# Run/Develop PyTorch in VSCode with Docker on Intel GPU
An IPEX-LLM container is a pre-configured environment that includes all necessary dependencies for running LLMs on Intel GPUs.
This guide provides steps to run/develop PyTorch examples in VSCode with Docker on Intel GPUs.
```eval_rst
.. note::
This guide assumes you have already installed VSCode in your environment.
To run/develop on Windows, install VSCode and then follow the steps below.
To run/develop on Linux, you might open VSCode first and SSH to a remote Linux machine, then proceed with the following steps.
```
## Install Docker
Follow the [Docker installation Guide](./docker_windows_gpu.html#install-docker) to install docker on either Linux or Windows.
## Install Extensions for VSCcode
#### Install Dev Containers Extension
For both Linux/Windows, you will need to Install Dev Containers extension.
Open the Extensions view in VSCode (you can use the shortcut `Ctrl+Shift+X`), then search for and install the `Dev Containers` extension.
#### Install WSL Extension for Windows
For Windows, you will need to install wsl extension to to the WSL environment. Open the Extensions view in VSCode (you can use the shortcut `Ctrl+Shift+X`), then search for and install the `WSL` extension.
Press F1 to bring up the Command Palette and type in `WSL: Connect to WSL Using Distro...` and select it and then select a specific WSL distro `Ubuntu`
## Launch Container
Open the Terminal in VSCode (you can use the shortcut `` Ctrl+Shift+` ``), then pull ipex-llm-xpu Docker Image:
```bash
docker pull intelanalytics/ipex-llm-xpu:latest
```
Start ipex-llm-xpu Docker Container:
```eval_rst
.. tabs::
.. tab:: Linux
.. code-block:: bash
export DOCKER_IMAGE=intelanalytics/ipex-llm-xpu:latest
export CONTAINER_NAME=my_container
export MODEL_PATH=/llm/models[change to your model path]
docker run -itd \
--net=host \
--device=/dev/dri \
--memory="32G" \
--name=$CONTAINER_NAME \
--shm-size="16g" \
-v $MODEL_PATH:/llm/models \
$DOCKER_IMAGE
.. tab:: Windows WSL
.. code-block:: bash
#/bin/bash
export DOCKER_IMAGE=intelanalytics/ipex-llm-xpu:latest
export CONTAINER_NAME=my_container
export MODEL_PATH=/llm/models[change to your model path]
sudo docker run -itd \
--net=host \
--privileged \
--device /dev/dri \
--memory="32G" \
--name=$CONTAINER_NAME \
--shm-size="16g" \
-v $MODEL_PATH:/llm/llm-models \
-v /usr/lib/wsl:/usr/lib/wsl \
$DOCKER_IMAGE
```
## Run/Develop Pytorch Examples
Press F1 to bring up the Command Palette and type in `Dev Containers: Attach to Running Container...` and select it and then select `my_container`
Now you are in a running Docker Container, Open folder `/ipex-llm/python/llm/example/GPU/HuggingFace/LLM/`.
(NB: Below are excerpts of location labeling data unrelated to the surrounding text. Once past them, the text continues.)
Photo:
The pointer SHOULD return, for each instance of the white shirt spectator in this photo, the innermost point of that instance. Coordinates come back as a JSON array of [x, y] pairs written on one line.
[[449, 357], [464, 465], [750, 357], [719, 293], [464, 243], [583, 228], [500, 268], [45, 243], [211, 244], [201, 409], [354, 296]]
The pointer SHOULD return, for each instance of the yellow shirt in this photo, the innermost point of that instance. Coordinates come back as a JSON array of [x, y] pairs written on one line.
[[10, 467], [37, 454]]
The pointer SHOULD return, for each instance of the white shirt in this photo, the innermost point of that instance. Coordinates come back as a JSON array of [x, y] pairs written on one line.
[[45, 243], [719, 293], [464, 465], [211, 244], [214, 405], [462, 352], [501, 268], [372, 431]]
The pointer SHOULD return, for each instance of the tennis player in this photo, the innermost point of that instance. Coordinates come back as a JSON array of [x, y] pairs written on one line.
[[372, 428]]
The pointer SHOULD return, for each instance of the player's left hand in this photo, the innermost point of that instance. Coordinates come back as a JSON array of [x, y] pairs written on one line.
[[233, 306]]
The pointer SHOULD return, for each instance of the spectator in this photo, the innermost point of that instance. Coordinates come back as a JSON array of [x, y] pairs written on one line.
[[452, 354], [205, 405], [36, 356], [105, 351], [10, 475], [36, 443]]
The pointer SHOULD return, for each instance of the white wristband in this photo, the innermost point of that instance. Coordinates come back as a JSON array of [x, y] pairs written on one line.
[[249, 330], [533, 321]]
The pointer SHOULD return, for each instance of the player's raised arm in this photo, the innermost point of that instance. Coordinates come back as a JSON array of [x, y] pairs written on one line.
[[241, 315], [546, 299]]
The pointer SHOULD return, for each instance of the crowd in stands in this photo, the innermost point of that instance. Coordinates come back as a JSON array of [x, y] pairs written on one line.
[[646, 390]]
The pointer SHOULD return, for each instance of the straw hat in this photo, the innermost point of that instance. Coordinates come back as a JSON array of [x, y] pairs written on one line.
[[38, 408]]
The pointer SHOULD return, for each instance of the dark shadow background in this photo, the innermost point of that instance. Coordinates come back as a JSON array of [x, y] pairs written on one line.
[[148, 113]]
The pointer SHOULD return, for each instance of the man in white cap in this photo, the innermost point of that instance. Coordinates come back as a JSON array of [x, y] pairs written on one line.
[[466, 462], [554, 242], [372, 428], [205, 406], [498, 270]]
In this folder, we provide several PyTorch examples that you could apply IPEX-LLM INT4 optimizations on models on Intel GPUs.
For example, if your model is Llama-2-7b-chat-hf and mounted on /llm/models, you can navigate to llama2 directory, excute the following command to run example:
```bash
cd
python ./generate.py --repo-id-or-model-path /llm/models/Llama-2-7b-chat-hf --prompt PROMPT --n-predict N_PREDICT
```
Arguments info:
- `--repo-id-or-model-path REPO_ID_OR_MODEL_PATH`: argument defining the huggingface repo id for the Llama2 model (e.g. `meta-llama/Llama-2-7b-chat-hf` and `meta-llama/Llama-2-13b-chat-hf`) to be downloaded, or the path to the huggingface checkpoint folder. It is default to be `'meta-llama/Llama-2-7b-chat-hf'`.
- `--prompt PROMPT`: argument defining the prompt to be infered (with integrated prompt format for chat). It is default to be `'What is AI?'`.
- `--n-predict N_PREDICT`: argument defining the max number of tokens to predict. It is default to be `32`.
**Sample Output**
```log
Inference time: xxxx s
-------------------- Prompt --------------------
[INST] <>
<>
What is AI? [/INST]
-------------------- Output --------------------
[INST] <>
<>
What is AI? [/INST] Artificial intelligence (AI) is the broader field of research and development aimed at creating machines that can perform tasks that typically require human intelligence,
```
You can develop your own PyTorch example based on these examples.